Les États-Unis continuent de représenter près de la moitié de ce marché mondial, mais l'Asie n'est pas en reste. Les femmes asiatiques sont de plus en plus friandes de chirurgie et de médecine esthétique. Leur demande en très forte hausse tire en grande partie la croissance du secteur. La différence, c'est que d'un continent à l'autre, les demandes ne sont pas tout à fait les mêmes.Au total, ce sont près de 20 millions d'interventions esthétiques qui sont réalisées chaque année dans le monde.
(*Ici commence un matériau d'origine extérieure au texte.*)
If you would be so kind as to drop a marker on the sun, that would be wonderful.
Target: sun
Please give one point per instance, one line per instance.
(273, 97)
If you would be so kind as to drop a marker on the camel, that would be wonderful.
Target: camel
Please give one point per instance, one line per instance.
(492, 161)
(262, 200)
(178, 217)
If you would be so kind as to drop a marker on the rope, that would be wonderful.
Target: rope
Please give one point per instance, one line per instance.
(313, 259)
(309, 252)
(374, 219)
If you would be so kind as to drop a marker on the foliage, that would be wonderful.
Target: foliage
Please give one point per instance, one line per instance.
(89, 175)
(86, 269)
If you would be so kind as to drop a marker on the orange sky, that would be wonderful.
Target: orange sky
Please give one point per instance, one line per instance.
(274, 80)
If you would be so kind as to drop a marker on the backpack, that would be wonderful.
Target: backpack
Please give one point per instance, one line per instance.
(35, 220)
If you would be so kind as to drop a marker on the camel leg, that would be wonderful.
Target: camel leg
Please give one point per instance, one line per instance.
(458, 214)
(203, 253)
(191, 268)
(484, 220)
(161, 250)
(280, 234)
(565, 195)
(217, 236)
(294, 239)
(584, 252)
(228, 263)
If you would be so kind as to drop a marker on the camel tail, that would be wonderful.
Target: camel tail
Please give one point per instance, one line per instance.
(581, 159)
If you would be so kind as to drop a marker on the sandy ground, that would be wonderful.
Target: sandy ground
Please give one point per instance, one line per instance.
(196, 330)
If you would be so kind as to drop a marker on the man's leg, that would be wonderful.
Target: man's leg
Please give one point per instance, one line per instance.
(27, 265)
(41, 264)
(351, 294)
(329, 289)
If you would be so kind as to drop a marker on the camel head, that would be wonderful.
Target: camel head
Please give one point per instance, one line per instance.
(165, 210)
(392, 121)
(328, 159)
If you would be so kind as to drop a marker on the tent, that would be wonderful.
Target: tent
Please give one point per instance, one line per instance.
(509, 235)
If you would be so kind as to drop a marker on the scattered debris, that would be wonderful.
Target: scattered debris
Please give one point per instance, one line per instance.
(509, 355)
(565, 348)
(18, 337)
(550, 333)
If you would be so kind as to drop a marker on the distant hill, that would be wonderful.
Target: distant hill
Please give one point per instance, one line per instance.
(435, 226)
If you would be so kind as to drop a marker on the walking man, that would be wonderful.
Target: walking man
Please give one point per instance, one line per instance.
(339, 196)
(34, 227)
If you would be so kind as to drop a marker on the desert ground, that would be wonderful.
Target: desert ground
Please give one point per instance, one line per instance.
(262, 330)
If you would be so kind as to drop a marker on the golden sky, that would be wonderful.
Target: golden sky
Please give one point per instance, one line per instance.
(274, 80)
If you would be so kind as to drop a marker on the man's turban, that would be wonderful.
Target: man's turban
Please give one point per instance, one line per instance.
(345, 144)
La France est dans le top 10 des pays qui en pratiquent le plus. Près de 15% des Françaises déclaraient dans un sondage en 2010 y avoir eu recours. Leurs préférences ? Lipoaspiration, lifting, augmentation mammaire, botox pour figer les rides du front et acide hyaluronique pour combler celles du bas du visage.

"En Europe, on est très obsédé par les rides"

Ce palmarès des interventions les plus pratiquées est à peu près le même au niveau mondial, avec toutefois des spécificités pour chaque continent. Selon le docteur Benjamin Ascher, le directeur scientique du congrès qui s'ouvre à Paris, les Asiatiques recherchent le "débridement des paupières et un nez plus européen. En Europe, on est très obsédé par les rides, les pertes de volume". D'après le spécialiste, c'est en Amérique latine que l'attraction pour le corps se fait le plus sentir : " il y a un très grand attrait pour les implants mammaires, les injections de graisse et également les implants au niveau des fesses".

Partout, en tout cas, la demande s'est démocratisée et rajeunie, au point que les médecins doivent refuser parfois des patientes. Des adolescentes, par exemple, qui viennent, dès 15 ans, pour une augmentation mammaire.